If a FAS awardee drops below the 3.00 GPA requirement, they are allowed to renew at the FMS level (provided their GPA is still above 2.75). If the student dropped below the threshold during their first year of study they may also be reinstated at the FAS level if they bring their GPA back above 3.00; FMS awardees can also be reinstated if they drop below the 2.75 requirement and then bring their GPA back up during their first year of study, but they cannot earn FAS even if their GPA meets the FAS requirement of 3.00.

If a student withdraws from a course, they must repay Bright Futures for the cost of that course.

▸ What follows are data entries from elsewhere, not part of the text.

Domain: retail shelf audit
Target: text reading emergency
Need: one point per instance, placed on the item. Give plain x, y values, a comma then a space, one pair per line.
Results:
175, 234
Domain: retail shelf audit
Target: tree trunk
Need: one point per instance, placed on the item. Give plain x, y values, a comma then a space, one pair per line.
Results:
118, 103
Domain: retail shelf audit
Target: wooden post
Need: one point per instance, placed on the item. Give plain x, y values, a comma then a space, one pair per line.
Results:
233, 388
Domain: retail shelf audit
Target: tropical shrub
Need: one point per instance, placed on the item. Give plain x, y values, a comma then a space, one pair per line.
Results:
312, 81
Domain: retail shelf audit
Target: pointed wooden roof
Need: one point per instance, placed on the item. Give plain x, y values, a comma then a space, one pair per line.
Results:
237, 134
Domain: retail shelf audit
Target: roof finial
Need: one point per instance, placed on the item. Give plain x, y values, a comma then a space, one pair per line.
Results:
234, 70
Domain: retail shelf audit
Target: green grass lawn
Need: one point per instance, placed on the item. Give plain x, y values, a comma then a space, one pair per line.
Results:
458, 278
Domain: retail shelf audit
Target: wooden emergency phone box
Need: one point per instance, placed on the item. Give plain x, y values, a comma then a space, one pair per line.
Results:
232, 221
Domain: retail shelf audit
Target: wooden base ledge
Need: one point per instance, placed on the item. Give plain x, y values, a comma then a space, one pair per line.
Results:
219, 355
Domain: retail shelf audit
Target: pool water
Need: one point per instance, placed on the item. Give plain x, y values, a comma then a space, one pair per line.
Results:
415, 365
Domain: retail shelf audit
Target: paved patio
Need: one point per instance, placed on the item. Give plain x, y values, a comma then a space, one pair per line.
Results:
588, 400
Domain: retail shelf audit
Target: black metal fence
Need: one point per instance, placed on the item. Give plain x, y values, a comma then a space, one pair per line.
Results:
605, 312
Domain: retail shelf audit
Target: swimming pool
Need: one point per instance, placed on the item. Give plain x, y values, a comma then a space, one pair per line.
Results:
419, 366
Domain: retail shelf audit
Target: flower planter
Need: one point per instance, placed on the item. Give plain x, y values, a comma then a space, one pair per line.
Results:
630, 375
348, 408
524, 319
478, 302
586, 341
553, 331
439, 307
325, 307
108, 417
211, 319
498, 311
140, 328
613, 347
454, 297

If a student is unable to meet annual renewal requirements due to a verifiable illness or other documented emergency (as reported by the post-secondary institution), an exception of one academic year to the renewal timeframe may be granted on a case-by-case basis.

=== Award amounts ===
(All numbers as of 2022–23 school year)
- FAS: 100% of tuition and fees at all public institutions (Florida College System or State University System of Florida) or comparable dollar amount at private institutions.
- FMS: 100% of tuition and fees if enrolled in an associate degree program at a Florida College System member; otherwise 75% of tuition and fees at public institutions or comparable dollar amount at private institutions.
- GSV: For institutions with semester systems: $39/credit hour for Career Certificate Program (CCP) or Applied Technology Diploma Program (ATDP), $48/credit hour for Technical Degree Education Program (TDEP, meaning associate degree program) or Bachelors of Science (BS)/Bachelors of Applied Science (BAS) program. For institutions with quarter systems: $26/credit hour for CCP or ATDP, $32/credit hour for TDEP or BS/BAS program. Cannot be used for summer courses.
- GSC: For institutions with semester systems: $39/credit hour for CCP or ATDP, $49/credit hour for TDEP or BS/BAS program. For institutions with quarter systems: $26/credit hour for CCP or ATDP, $32/credit hour for TDEP or BS/BAS program. Cannot be used for summer courses.
- ATS: For institutions with semester systems: extra $44/credit hour on top of FAS scholarship. For institutions with quarter systems: extra $29/credit hour on top of FAS scholarship.

=== Additional information ===

- Students may defer their scholarship by up to 5 years. If a student enlists in the military, they can defer their scholarship for their entire time enlisted plus an additional 5 years.
- If a FAS or FMS student completes their Bachelor's Degree in 7 semesters or fewer, they may receive funding for up to one semester of study in a Graduate School program (not exceeding 15 semester credit hours or equivalent).